The LCxLC background correction algorithm successfully corrects the background values in the regions of the chromatogram in which chemical analysis is performed. Fig. 4a graphs the values both before and after correction along the first dimension at a single row of data values (at 7.725 sec of the second-column separations, left-to-right in Fig. 2a). This row of data values was selected because no peak in any second-column separation is resolved at that time, so the values reflect only the baseline and noise. Before correction, the values decrease slightly from about −0.8 to −0.9 mAU (average-per-channel over all wavelengths) through the first half of the separation and then increase slightly to about −0.8 mAU at the end. (The spike at the initial sample falls outside the chromatographic range for chemical analysis and so is irrelevant.) After correction, the background values fall in a small range around zero (approximately −0.03 to 0.03 mAU), as desired. The local fluctuations related to noise remain, but the corrected baseline is very close to zero.

Figure 4
(a) Background values before (solid line) and after (dashed line) correction along a single row in the first dimension. A row with no analyte peaks was selected so that the values reflect only the baseline and noise. After correction, the values fluctuate ...
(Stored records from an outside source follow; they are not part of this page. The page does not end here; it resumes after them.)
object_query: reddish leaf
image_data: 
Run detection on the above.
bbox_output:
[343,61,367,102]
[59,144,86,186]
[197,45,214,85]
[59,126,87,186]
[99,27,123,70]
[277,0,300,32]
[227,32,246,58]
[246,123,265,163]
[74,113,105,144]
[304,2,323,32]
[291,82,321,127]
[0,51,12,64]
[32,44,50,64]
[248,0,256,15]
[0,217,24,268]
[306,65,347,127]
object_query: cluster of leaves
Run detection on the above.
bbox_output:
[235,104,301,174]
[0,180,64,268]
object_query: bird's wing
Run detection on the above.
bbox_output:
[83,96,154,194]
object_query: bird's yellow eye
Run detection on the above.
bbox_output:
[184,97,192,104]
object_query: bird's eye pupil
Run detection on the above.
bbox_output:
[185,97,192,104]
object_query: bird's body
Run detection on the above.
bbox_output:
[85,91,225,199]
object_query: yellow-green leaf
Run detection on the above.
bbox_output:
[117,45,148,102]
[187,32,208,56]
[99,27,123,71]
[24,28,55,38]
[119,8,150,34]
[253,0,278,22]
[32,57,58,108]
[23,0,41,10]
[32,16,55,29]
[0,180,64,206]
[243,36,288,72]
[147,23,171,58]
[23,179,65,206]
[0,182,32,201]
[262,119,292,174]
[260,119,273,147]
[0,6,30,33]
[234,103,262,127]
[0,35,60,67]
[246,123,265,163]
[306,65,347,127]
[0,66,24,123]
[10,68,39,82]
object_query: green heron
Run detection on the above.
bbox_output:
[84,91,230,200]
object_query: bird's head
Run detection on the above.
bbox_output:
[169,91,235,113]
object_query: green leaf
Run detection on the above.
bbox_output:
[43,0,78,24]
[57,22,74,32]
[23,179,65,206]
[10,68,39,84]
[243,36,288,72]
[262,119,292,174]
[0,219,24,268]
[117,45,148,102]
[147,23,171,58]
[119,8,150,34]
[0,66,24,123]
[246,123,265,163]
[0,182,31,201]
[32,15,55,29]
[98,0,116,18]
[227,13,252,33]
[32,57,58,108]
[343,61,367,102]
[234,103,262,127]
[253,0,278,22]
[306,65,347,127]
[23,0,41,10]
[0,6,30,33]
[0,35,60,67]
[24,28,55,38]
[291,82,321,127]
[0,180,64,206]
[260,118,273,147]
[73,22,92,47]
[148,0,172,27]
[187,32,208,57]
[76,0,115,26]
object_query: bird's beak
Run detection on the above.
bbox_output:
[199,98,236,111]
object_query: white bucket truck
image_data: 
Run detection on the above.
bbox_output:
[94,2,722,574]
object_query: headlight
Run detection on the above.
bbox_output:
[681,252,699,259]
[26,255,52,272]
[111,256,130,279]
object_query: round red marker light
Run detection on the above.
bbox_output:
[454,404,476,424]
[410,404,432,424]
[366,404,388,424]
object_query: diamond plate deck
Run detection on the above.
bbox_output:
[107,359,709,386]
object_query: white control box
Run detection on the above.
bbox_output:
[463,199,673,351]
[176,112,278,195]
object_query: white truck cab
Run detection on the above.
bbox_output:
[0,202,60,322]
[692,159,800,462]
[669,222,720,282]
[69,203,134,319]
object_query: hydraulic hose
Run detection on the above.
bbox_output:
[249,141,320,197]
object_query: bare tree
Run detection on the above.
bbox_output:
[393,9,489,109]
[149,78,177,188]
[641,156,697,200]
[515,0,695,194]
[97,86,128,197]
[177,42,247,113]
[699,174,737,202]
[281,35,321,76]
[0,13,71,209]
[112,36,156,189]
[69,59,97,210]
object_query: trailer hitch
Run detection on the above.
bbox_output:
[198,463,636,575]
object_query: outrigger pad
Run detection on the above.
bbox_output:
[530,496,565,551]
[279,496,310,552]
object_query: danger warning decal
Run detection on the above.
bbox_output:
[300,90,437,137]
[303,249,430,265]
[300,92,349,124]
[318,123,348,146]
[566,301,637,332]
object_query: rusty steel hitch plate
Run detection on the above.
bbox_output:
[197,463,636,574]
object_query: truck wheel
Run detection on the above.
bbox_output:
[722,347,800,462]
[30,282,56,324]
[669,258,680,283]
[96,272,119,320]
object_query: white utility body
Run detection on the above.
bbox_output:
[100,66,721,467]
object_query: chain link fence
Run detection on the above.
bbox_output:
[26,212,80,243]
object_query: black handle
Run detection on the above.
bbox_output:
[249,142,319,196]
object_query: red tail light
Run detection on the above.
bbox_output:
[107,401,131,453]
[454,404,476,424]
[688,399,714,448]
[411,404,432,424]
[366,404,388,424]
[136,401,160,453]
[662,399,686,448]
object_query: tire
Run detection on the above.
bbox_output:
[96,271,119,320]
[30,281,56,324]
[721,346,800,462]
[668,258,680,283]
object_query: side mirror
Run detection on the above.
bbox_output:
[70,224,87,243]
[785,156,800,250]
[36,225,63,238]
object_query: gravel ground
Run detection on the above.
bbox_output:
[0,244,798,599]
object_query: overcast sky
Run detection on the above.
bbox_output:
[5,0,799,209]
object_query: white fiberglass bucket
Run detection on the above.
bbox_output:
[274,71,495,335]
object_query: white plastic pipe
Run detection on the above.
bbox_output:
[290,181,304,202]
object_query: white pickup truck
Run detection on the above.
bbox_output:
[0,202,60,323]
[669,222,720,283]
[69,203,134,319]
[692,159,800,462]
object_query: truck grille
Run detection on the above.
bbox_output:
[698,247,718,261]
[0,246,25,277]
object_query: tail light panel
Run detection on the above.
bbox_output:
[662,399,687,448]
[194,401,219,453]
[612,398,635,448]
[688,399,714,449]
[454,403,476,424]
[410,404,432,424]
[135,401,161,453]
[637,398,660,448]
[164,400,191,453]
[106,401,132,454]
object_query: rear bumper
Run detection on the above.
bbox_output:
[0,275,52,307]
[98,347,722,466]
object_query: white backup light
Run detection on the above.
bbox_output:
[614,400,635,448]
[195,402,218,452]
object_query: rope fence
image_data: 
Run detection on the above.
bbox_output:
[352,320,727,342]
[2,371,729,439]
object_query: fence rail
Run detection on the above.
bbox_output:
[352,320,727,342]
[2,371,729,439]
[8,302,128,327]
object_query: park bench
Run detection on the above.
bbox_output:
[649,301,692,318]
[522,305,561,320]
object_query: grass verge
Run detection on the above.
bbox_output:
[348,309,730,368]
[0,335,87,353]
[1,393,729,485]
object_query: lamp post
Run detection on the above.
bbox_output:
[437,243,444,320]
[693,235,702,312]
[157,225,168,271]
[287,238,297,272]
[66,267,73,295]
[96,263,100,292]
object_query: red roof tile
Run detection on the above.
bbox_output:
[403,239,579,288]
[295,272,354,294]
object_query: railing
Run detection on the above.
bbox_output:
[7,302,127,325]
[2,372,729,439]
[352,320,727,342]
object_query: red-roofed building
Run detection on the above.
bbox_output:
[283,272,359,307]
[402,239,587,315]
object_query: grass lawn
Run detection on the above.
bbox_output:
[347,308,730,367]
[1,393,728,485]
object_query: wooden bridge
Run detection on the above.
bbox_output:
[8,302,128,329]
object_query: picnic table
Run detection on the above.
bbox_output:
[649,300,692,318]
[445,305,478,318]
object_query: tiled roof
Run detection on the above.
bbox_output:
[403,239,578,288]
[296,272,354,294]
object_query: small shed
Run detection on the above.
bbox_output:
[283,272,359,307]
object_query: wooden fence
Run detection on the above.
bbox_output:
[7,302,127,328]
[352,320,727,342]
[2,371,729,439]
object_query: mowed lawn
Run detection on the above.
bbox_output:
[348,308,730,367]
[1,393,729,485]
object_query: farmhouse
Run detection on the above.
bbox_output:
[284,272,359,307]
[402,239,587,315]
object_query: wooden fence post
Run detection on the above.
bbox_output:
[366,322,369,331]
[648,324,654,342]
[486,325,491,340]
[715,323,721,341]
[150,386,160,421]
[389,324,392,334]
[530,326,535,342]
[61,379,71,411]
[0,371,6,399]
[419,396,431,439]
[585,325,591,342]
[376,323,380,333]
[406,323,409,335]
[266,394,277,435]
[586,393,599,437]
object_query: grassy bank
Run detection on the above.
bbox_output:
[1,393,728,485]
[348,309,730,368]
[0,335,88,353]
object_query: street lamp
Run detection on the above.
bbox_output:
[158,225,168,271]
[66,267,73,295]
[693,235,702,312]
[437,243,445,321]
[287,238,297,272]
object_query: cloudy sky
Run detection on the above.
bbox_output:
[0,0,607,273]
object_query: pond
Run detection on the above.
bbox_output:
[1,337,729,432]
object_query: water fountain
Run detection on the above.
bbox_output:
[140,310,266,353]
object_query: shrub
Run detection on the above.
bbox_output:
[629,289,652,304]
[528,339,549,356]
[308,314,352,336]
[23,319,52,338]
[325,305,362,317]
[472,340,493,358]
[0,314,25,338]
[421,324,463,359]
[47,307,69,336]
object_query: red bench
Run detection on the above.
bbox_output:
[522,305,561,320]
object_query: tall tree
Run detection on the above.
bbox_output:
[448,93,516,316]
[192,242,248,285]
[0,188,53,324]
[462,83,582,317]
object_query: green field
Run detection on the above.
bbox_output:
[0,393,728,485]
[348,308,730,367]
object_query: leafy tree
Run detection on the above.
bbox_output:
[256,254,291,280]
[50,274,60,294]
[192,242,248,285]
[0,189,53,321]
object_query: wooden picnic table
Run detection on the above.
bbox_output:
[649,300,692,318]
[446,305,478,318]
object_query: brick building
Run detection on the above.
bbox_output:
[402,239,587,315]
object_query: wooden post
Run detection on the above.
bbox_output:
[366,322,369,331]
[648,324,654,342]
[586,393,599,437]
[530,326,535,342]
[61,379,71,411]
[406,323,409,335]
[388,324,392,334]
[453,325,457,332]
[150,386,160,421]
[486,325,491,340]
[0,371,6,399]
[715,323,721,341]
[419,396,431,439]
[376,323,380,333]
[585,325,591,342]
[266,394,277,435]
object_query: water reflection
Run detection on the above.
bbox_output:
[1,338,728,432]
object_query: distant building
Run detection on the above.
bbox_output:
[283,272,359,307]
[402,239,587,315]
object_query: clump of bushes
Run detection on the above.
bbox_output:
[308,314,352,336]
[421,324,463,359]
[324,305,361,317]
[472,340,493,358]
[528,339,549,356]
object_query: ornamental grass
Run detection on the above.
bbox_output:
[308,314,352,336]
Fig. 4b graphs the background values along the second dimension (at 10.850 min of the first-column separation, bottom-to-top in Fig. 2a). Before correction, the background values fluctuate significantly, especially at the beginning and end of each secondary separation (the bottom and top in Fig. 2a). Some of the variations, such as those across the broad middle of the secondary separations are consistent across the image (left-to-right). Others, such as those at the top of the image are variable. In some regions outside the chromatographic range where chemical analysis is performed, the values change rapidly and inconsistently (e.g., the blotchy region at the top of the image) and are not fit by the smooth background model used by the algorithm. However, across the broad middle of the second column separations, the region in which chemical analysis is performed, the LCxLC background correction algorithm flattens the background values to near zero, as desired.

The resulting image of the data after background correction is shown in Fig. 2b. The background values across the center of the chromatogram are near zero and the chemical peaks (whose detection is described next) are clearer against the more uniform background. It is worth noting again that the colorization emphasizes the small variations in the background much more than would linear value mapping.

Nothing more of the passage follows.